Pour ses insultes à la presse, Alexis Tambwe mérite mieux qu’un embargo, l’Unpc lui accorde 48h !

Par Edmond Izuba

Avant un communiqué officiel émanant de l’union nationale pour la presse du Congo, un tollé des critiques des journalistes avaient envahi les réseaux sociaux, les débats allaient dans tous les sens, nombreux sont ceux qui réclamaient déjà l’embargo purement et simplement à l’endroit d’un ministre d’Etat, ministre de la justice et garde des sceaux, qui a copieusement descendu les journalistes et leur métier. La presse n’était la seule cible de ses insultes, parmi, figuraient également certains prisonniers politiques bénéficiaires de la décrispation depuis 2017, selon l’accord de la Saint sylvestre.

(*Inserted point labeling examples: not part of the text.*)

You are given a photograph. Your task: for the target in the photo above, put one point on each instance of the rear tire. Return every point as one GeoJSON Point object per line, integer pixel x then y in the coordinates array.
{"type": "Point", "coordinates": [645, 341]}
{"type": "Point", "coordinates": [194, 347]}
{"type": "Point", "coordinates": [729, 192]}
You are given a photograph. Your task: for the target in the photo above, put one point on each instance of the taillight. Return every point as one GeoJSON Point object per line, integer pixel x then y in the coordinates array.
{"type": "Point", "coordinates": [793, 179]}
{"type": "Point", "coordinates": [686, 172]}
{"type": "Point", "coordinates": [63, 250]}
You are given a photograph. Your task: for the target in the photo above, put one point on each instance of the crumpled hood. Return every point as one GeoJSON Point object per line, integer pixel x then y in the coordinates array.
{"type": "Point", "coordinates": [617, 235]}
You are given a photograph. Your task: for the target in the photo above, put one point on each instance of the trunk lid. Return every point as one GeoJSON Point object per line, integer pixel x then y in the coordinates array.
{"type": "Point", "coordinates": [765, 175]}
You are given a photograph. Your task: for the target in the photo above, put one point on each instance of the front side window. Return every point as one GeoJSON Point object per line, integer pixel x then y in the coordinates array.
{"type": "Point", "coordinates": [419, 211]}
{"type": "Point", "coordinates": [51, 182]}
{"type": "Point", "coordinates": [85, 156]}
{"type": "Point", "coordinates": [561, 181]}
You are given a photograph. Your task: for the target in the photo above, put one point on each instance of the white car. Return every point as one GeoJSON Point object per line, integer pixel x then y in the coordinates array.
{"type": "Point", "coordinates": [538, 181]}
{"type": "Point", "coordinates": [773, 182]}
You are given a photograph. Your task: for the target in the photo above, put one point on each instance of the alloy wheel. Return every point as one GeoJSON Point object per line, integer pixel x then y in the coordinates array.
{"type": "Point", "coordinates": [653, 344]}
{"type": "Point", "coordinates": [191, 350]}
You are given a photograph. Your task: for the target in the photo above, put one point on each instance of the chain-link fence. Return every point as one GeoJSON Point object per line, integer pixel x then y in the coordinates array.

Pour l’Unpc, en sa qualité de cadre fédérateur de tous les journalistes et organisations professionnelles des médias en RDC, qui proteste énergiquement et considère ces propos comme inacceptables et indignes d’un homme d’Etat qui, de par son passé, n’a aucune leçon de moralité à dinner aux journalistes et ompte tenu de la gravité de ces insultes, l’UNPC, il faut que Mr Thambwe retire, endéans 48 heures, ces insultes, faute de quoi la profession prendra des mesures graves de rétorsion.

Après ces insultes publiques en toute liberté, aucune action disciplinaire du gouvernement n’est orientée à l’endroit de son ministre récidiviste.

En effet, dans son intervention à la tripartite CNSA-CENI-Gouvernement ce lundi 16 juillet 2018, Thambwe n’a pas ménagé les journalistes qu’il a qualifiés de « minables, misérables, des personnes qui écrivent n’importe quoi pour peu d’argent, 1.000 ou 1.500 dollars us de Moïse Katumbi et continuent à lui accorder la parole, explique Kasonga Tshilunde.